5.8 WORD SPLITTING
In section 5.6 we discussed our algorithm for expanding the CORE. A key component of that algorithm was that we limited our attention to words that were associated with only one CORE group. In this section we will look at those words that are associated with more than one CORE group. If our CORE groups are isolating key usage related contexts, as we believe they are, than words associated with multiple CORE groups are subject to ambiguous usage.
As a preliminary experiment, we have created a very conservative algorithm (not provided here). It will selectively split a very few words (a total of 26 words over 3 passes through the splitting algorithm). We scan through the INACTIVE words in the TAGWORDS table (recall that the active words formed the new CORE extension). We look for words that predominantly belong to one CORE group, but have some CORE contexts from other groups. Our metric for selecting words is the same metric that we used in the classification algorithm - the word must have more the 50% of the sum of its weighted-context scores from one CORE group. If a word passes this test, than the contexts associated with its predominant CORE group are split off from the word and assigned to a new lexical entry.
This algorithm is applied to the stable CORE extension produced by our CORE extension procedure. The word splitting algorithm causes sufficient changes in the lexicon to allow the CORE extension procedure to extend the CORE further. In practice, we found that after the fourth attempt at splitting words we found no words to split. The stable CORE GROUPING at that point is found in Figure 5.16, and its accompanying classification is found in Figure 5.17.
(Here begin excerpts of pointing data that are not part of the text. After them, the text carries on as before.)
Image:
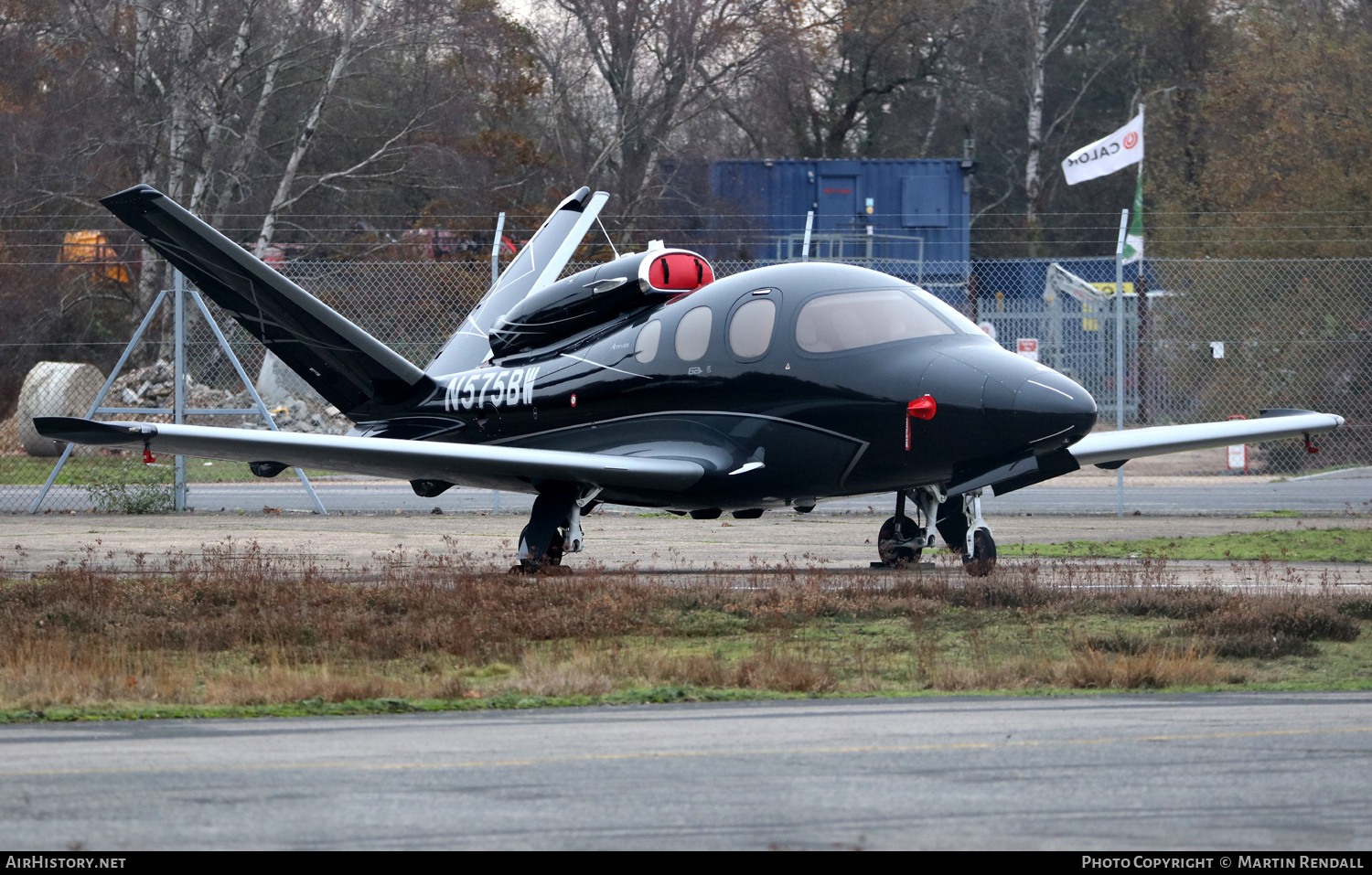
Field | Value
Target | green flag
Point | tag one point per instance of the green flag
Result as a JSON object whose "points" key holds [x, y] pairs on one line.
{"points": [[1133, 238]]}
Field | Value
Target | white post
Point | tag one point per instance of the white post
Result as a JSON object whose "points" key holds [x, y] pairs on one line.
{"points": [[178, 380], [1124, 227]]}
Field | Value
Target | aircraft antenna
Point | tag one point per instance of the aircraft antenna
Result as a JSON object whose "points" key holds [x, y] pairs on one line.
{"points": [[606, 238]]}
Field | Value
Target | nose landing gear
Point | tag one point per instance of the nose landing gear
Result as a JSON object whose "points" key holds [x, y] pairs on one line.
{"points": [[554, 528], [902, 539], [966, 529]]}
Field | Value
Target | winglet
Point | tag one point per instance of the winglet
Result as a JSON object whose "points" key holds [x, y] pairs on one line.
{"points": [[354, 370], [537, 265]]}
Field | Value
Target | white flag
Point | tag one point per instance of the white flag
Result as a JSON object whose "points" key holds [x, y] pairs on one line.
{"points": [[1108, 154]]}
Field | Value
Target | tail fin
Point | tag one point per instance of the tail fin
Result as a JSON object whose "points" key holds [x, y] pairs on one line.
{"points": [[350, 368]]}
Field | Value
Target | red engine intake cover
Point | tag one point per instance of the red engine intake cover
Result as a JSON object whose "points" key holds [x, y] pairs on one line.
{"points": [[680, 272]]}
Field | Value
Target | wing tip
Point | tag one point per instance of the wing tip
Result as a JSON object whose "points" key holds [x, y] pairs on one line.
{"points": [[74, 430]]}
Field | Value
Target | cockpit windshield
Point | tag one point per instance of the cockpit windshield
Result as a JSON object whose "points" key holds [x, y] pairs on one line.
{"points": [[853, 320]]}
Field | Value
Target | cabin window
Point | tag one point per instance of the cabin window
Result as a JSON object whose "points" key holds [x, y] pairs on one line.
{"points": [[856, 320], [645, 348], [693, 335], [749, 332]]}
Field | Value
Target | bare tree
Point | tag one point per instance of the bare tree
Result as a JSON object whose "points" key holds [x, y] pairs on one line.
{"points": [[661, 62]]}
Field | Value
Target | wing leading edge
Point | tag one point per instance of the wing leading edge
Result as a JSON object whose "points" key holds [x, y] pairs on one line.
{"points": [[483, 466], [354, 370], [1106, 447]]}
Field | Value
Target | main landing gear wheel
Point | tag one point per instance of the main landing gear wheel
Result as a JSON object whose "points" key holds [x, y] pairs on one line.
{"points": [[979, 550], [982, 559], [894, 548], [553, 528], [552, 556]]}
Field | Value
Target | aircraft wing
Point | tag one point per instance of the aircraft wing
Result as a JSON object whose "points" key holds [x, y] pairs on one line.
{"points": [[354, 370], [383, 457], [1105, 447]]}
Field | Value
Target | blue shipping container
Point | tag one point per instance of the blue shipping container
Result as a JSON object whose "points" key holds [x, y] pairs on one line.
{"points": [[905, 210]]}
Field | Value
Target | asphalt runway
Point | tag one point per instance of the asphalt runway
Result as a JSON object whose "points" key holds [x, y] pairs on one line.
{"points": [[1338, 493], [1204, 771]]}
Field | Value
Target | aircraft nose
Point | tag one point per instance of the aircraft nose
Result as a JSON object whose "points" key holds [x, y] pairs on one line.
{"points": [[1028, 405]]}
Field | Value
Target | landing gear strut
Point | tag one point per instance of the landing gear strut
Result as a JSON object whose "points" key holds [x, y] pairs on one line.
{"points": [[554, 527], [963, 528], [902, 539]]}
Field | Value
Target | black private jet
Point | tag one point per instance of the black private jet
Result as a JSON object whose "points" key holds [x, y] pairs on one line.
{"points": [[648, 381]]}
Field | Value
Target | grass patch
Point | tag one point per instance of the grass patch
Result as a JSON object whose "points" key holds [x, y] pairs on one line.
{"points": [[1325, 545], [238, 631]]}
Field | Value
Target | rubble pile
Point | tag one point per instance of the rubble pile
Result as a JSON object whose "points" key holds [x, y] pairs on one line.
{"points": [[153, 387]]}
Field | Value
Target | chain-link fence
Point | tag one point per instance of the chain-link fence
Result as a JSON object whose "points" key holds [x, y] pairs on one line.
{"points": [[1202, 340]]}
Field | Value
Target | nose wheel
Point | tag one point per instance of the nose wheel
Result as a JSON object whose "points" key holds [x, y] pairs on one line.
{"points": [[968, 531], [902, 540], [899, 542]]}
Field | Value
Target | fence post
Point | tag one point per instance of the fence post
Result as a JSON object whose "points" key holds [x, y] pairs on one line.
{"points": [[496, 249], [1124, 225], [178, 381]]}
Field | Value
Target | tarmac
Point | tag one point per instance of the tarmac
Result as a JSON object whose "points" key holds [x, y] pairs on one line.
{"points": [[661, 545], [1250, 771]]}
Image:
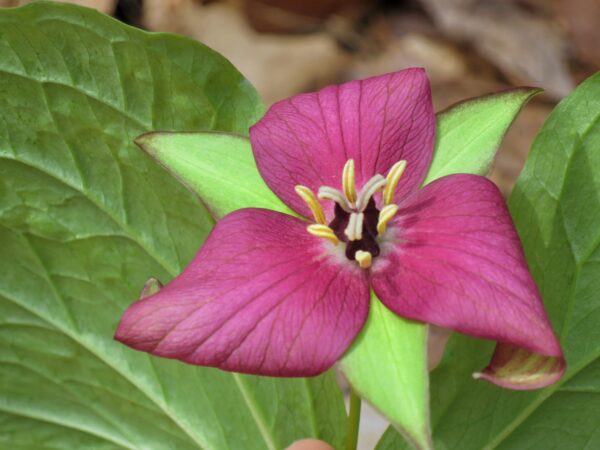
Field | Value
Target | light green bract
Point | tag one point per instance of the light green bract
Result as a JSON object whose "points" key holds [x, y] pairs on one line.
{"points": [[86, 218], [556, 208], [387, 363]]}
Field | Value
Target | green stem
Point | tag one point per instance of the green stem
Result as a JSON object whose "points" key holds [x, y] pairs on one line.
{"points": [[353, 421]]}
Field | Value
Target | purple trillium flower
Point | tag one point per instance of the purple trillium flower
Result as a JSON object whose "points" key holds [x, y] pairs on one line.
{"points": [[273, 294]]}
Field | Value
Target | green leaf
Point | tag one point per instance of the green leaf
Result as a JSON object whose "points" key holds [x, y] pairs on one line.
{"points": [[556, 207], [387, 364], [469, 133], [468, 136], [86, 218], [218, 167]]}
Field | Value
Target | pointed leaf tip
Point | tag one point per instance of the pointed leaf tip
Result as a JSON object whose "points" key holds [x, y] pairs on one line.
{"points": [[516, 368]]}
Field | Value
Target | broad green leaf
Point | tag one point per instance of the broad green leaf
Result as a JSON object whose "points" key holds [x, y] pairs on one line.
{"points": [[86, 218], [556, 207], [469, 133], [219, 167], [387, 364]]}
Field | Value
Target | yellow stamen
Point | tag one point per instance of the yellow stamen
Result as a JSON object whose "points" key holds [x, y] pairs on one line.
{"points": [[329, 193], [307, 195], [323, 231], [354, 228], [386, 213], [348, 181], [363, 259], [392, 181], [368, 190]]}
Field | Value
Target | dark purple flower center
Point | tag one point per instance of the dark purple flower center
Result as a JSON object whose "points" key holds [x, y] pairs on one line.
{"points": [[368, 242]]}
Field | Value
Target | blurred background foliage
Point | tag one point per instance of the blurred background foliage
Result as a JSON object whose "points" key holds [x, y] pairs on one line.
{"points": [[469, 47]]}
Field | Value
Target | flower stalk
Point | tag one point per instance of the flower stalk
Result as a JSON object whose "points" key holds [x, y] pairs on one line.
{"points": [[353, 421]]}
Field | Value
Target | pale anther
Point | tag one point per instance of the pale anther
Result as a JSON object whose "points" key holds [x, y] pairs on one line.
{"points": [[363, 259], [392, 181], [329, 193], [373, 185], [323, 231], [386, 213], [348, 181], [307, 195], [354, 228]]}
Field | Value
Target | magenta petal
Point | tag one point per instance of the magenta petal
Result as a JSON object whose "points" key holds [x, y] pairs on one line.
{"points": [[260, 297], [308, 138], [458, 263]]}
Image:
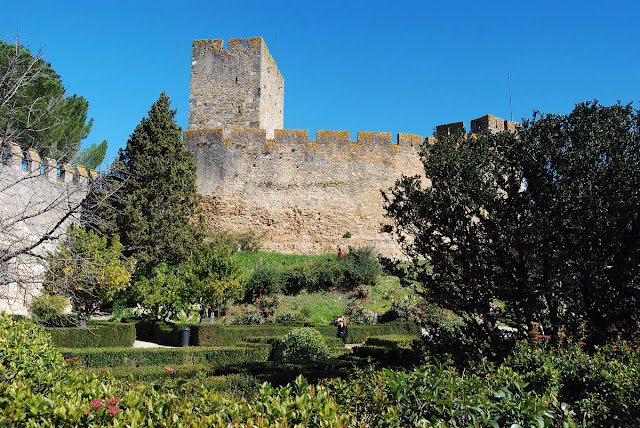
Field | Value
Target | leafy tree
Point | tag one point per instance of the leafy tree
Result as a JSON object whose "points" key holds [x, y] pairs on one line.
{"points": [[92, 156], [545, 220], [160, 292], [212, 279], [158, 200], [87, 269], [35, 109]]}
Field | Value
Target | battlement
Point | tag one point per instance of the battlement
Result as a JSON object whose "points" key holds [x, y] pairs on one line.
{"points": [[481, 124], [30, 162], [287, 138], [248, 46], [237, 87]]}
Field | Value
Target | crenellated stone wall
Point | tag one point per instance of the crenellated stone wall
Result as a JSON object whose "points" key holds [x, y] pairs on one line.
{"points": [[300, 195], [38, 199], [237, 87], [297, 195]]}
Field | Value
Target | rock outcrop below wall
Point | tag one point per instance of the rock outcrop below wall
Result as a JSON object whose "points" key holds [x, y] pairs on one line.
{"points": [[39, 198]]}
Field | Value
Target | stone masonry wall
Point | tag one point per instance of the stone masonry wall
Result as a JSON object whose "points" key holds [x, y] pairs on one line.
{"points": [[38, 197], [300, 195], [237, 87]]}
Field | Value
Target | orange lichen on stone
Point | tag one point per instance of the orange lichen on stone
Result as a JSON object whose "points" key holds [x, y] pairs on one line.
{"points": [[409, 139], [374, 137], [294, 136], [202, 132], [81, 171], [329, 137]]}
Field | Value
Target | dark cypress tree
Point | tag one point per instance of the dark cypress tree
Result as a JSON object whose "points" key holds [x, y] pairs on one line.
{"points": [[158, 204]]}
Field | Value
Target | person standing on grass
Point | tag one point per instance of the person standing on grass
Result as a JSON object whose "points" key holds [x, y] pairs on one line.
{"points": [[343, 333]]}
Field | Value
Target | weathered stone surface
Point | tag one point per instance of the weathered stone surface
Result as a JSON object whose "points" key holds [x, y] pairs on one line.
{"points": [[238, 87], [299, 195], [295, 194]]}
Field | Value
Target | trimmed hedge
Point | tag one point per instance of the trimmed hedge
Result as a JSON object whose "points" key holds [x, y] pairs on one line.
{"points": [[135, 357], [101, 335], [217, 335], [401, 357], [392, 341], [359, 333]]}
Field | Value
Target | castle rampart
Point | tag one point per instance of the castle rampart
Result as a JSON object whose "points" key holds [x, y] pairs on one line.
{"points": [[38, 199], [296, 194], [238, 87]]}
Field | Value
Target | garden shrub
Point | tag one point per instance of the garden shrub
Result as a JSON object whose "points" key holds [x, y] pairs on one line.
{"points": [[302, 344], [362, 266], [138, 357], [26, 350], [101, 335], [604, 386], [438, 396], [357, 312], [360, 333], [48, 310], [265, 280], [392, 341], [217, 335]]}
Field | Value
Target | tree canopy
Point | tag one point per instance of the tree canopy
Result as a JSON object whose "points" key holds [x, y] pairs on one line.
{"points": [[158, 204], [35, 109], [88, 270], [546, 220], [92, 156]]}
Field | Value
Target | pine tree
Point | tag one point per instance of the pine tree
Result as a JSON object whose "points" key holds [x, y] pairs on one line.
{"points": [[158, 202]]}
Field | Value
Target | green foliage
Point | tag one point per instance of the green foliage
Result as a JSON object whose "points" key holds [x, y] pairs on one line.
{"points": [[209, 278], [543, 220], [157, 205], [439, 396], [302, 344], [26, 352], [35, 110], [48, 310], [100, 335], [234, 241], [357, 312], [92, 156], [291, 275], [88, 270], [604, 385], [265, 280], [159, 357], [160, 292]]}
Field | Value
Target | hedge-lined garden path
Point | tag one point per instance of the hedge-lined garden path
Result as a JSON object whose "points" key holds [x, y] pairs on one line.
{"points": [[141, 344]]}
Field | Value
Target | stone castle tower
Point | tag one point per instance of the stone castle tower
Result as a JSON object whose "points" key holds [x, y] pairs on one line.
{"points": [[296, 194], [240, 87]]}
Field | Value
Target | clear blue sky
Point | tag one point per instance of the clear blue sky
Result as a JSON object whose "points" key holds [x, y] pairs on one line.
{"points": [[348, 65]]}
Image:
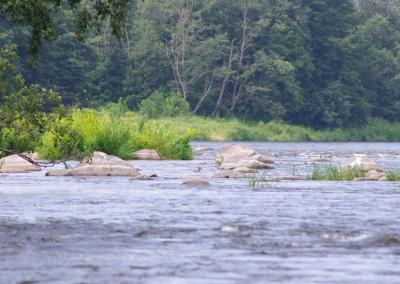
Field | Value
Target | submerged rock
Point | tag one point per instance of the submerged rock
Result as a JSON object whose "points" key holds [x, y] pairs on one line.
{"points": [[202, 150], [254, 164], [320, 159], [233, 154], [244, 170], [143, 178], [361, 162], [292, 178], [234, 157], [146, 154], [58, 173], [196, 181], [17, 164], [100, 165], [232, 174], [375, 175]]}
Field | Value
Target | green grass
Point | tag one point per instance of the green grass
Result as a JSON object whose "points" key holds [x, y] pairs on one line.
{"points": [[119, 132], [219, 129], [119, 135], [332, 173]]}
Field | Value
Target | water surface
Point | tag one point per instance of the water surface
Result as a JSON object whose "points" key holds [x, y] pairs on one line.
{"points": [[118, 230]]}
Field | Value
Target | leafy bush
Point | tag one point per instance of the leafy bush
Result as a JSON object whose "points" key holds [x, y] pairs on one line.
{"points": [[166, 142], [153, 106], [64, 142], [162, 104], [16, 140], [175, 106], [332, 173]]}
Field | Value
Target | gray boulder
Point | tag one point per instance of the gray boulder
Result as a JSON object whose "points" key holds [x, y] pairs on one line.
{"points": [[233, 154], [196, 181], [146, 154], [101, 164], [361, 162]]}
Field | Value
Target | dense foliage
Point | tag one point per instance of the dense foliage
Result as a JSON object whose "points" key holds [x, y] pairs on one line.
{"points": [[318, 63]]}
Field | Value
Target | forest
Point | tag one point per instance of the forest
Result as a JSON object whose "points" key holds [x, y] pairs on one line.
{"points": [[317, 63]]}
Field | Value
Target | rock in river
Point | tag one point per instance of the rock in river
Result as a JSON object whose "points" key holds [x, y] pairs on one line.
{"points": [[235, 158], [196, 181], [17, 164], [146, 154], [100, 165], [361, 162]]}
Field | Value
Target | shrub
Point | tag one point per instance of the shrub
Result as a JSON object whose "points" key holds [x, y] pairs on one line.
{"points": [[18, 141], [332, 173], [166, 142], [64, 142], [153, 106], [176, 105], [161, 104]]}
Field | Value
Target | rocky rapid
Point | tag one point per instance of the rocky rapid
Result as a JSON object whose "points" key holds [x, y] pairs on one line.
{"points": [[73, 229]]}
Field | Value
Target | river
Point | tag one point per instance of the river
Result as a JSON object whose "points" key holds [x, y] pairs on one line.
{"points": [[118, 230]]}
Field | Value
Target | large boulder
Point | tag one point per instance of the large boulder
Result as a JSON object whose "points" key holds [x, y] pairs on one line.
{"points": [[17, 164], [100, 165], [361, 162], [230, 155], [195, 181], [254, 164], [238, 161], [146, 154]]}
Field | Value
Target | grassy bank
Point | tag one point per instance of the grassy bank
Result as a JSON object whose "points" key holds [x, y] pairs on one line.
{"points": [[114, 134], [120, 132], [217, 129]]}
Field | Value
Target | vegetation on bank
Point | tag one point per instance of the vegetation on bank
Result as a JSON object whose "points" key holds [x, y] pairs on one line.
{"points": [[318, 63], [332, 173], [115, 135], [223, 129]]}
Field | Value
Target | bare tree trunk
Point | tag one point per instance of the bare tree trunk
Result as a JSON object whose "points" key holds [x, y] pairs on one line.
{"points": [[245, 9], [177, 48], [224, 82], [206, 92]]}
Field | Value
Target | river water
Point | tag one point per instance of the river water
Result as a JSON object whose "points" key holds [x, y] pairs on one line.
{"points": [[117, 230]]}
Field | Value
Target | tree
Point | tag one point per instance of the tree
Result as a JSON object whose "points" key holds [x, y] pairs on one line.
{"points": [[39, 15]]}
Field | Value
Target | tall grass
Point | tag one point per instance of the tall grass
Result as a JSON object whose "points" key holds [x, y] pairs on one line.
{"points": [[217, 129], [332, 173], [120, 135]]}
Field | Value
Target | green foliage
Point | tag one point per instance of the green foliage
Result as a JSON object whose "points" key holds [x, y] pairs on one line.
{"points": [[161, 104], [63, 143], [122, 135], [317, 63], [14, 140]]}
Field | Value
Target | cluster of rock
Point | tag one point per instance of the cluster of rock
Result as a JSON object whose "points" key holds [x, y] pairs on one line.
{"points": [[100, 164], [239, 161], [235, 161], [146, 154], [371, 170]]}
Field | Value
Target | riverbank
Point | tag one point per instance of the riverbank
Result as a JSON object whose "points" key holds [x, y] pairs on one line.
{"points": [[218, 129], [119, 132]]}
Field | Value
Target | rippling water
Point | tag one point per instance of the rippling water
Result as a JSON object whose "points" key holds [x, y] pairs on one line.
{"points": [[116, 230]]}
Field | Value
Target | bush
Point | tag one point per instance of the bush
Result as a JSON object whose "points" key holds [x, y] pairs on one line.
{"points": [[331, 173], [175, 106], [104, 132], [166, 142], [64, 142], [162, 104], [17, 141]]}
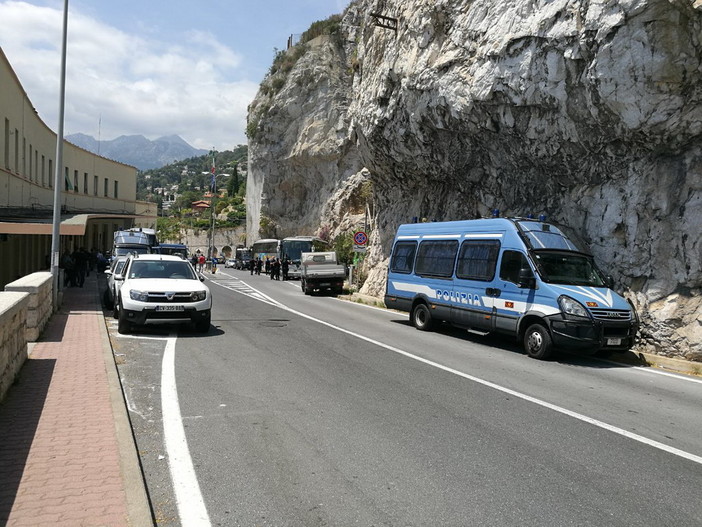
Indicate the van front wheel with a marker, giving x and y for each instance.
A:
(421, 318)
(537, 342)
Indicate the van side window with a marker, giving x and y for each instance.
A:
(478, 260)
(403, 257)
(512, 262)
(436, 258)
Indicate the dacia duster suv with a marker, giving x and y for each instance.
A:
(162, 288)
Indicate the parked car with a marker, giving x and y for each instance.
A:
(114, 281)
(162, 288)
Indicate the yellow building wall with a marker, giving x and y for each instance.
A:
(27, 162)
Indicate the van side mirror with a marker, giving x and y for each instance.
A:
(526, 278)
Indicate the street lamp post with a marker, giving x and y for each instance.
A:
(58, 185)
(213, 212)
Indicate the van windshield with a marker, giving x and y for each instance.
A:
(562, 267)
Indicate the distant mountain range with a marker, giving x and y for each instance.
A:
(137, 150)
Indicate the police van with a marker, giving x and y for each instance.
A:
(516, 276)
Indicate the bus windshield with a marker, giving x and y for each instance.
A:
(265, 249)
(563, 267)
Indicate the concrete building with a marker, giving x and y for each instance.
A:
(98, 195)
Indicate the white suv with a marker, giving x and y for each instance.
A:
(162, 287)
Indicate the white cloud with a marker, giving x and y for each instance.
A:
(133, 84)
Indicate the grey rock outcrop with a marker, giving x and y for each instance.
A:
(590, 112)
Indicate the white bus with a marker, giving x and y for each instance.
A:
(290, 248)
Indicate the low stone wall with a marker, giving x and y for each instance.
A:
(38, 285)
(13, 340)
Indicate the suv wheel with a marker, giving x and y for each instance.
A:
(123, 325)
(203, 326)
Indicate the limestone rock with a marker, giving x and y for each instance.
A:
(590, 112)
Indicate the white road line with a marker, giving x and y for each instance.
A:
(191, 506)
(595, 422)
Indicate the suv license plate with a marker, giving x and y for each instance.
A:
(169, 308)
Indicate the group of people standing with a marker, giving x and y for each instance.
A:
(78, 264)
(272, 266)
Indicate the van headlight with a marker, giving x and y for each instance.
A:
(199, 295)
(140, 296)
(570, 306)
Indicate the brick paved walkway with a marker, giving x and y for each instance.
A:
(60, 455)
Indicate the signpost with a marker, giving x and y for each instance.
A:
(360, 242)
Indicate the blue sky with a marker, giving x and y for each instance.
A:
(152, 67)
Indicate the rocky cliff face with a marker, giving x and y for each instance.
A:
(588, 111)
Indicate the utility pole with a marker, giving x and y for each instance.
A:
(213, 189)
(58, 184)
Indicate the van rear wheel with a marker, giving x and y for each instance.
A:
(537, 342)
(421, 317)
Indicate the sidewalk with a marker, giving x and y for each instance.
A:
(67, 454)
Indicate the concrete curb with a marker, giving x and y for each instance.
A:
(674, 365)
(138, 504)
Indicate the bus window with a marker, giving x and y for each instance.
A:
(478, 260)
(436, 258)
(403, 257)
(512, 262)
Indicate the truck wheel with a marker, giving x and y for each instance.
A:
(421, 317)
(123, 325)
(537, 342)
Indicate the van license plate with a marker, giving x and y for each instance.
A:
(169, 308)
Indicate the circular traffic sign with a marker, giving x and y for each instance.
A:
(360, 238)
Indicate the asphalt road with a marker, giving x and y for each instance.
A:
(314, 411)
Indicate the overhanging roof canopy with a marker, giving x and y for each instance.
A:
(70, 225)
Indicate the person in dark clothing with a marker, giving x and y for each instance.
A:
(68, 265)
(81, 258)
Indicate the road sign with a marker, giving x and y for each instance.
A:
(360, 238)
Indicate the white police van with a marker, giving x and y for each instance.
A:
(516, 276)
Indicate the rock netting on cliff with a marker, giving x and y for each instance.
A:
(587, 111)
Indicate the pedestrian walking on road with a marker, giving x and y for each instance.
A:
(286, 268)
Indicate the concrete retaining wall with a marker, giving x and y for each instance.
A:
(13, 338)
(38, 285)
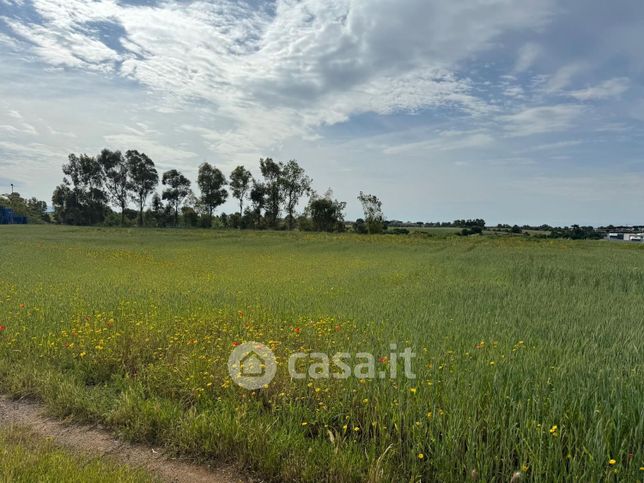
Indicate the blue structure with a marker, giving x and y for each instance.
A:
(8, 217)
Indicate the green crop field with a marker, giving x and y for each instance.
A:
(528, 352)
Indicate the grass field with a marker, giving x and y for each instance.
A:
(529, 352)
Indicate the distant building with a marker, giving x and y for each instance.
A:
(630, 237)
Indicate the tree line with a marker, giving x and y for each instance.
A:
(93, 185)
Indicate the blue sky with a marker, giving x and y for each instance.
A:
(516, 111)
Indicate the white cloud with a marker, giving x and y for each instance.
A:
(542, 119)
(564, 76)
(610, 88)
(445, 141)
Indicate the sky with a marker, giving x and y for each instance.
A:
(515, 111)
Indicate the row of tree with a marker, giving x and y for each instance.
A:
(94, 184)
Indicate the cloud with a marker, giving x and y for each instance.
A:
(542, 119)
(564, 76)
(282, 69)
(610, 88)
(444, 141)
(528, 54)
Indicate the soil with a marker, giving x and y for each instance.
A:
(95, 441)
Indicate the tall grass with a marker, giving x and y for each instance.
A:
(529, 353)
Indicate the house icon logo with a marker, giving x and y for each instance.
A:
(252, 365)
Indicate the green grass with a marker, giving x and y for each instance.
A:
(514, 337)
(27, 457)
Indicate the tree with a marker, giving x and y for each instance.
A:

We should note that all the comments we made in section 5.7 concerning CORE extensions continue to hold. One point of concern is the high number of noun-verb mismatches associated with the group labeled AT. This count has risen to 43 (41% of the 105 mismatches for the entire classification). But, a closer examination of the nouns classified in this group indicates that 37 of the 43 are nouns followed by various forms of punctuation. Therefore, this group continues to isolate words that precede noun phrases.
So, it appears that even the very conservative word-splitting algorithm we have tried is capable of improving the classification performance. As we mentioned in section 5.5, the key to performance improvement is increasing the number of words in the CORE GROUPING. This will both expand the set of CORE contexts and expand the scope of generalization. Both of these are critical to the classification process. The word-splitting algorithm we mentioned in this section split selected words into two lexical entries. One of these created a new lexical entry that would join the dominant CORE group associated with that word. Although this adds a new word to that CORE grouping, it will not add any new CORE contexts. The improvement in classification seems to be coming from the remaining contexts associated with the split word. Now that words reduced set of contexts appears to be making it available for classification with another CORE group. And that classification WILL lead to new CORE contexts and increase the scope of classification. Thus, it seems reasonable to continue the search for better splitting algorithms.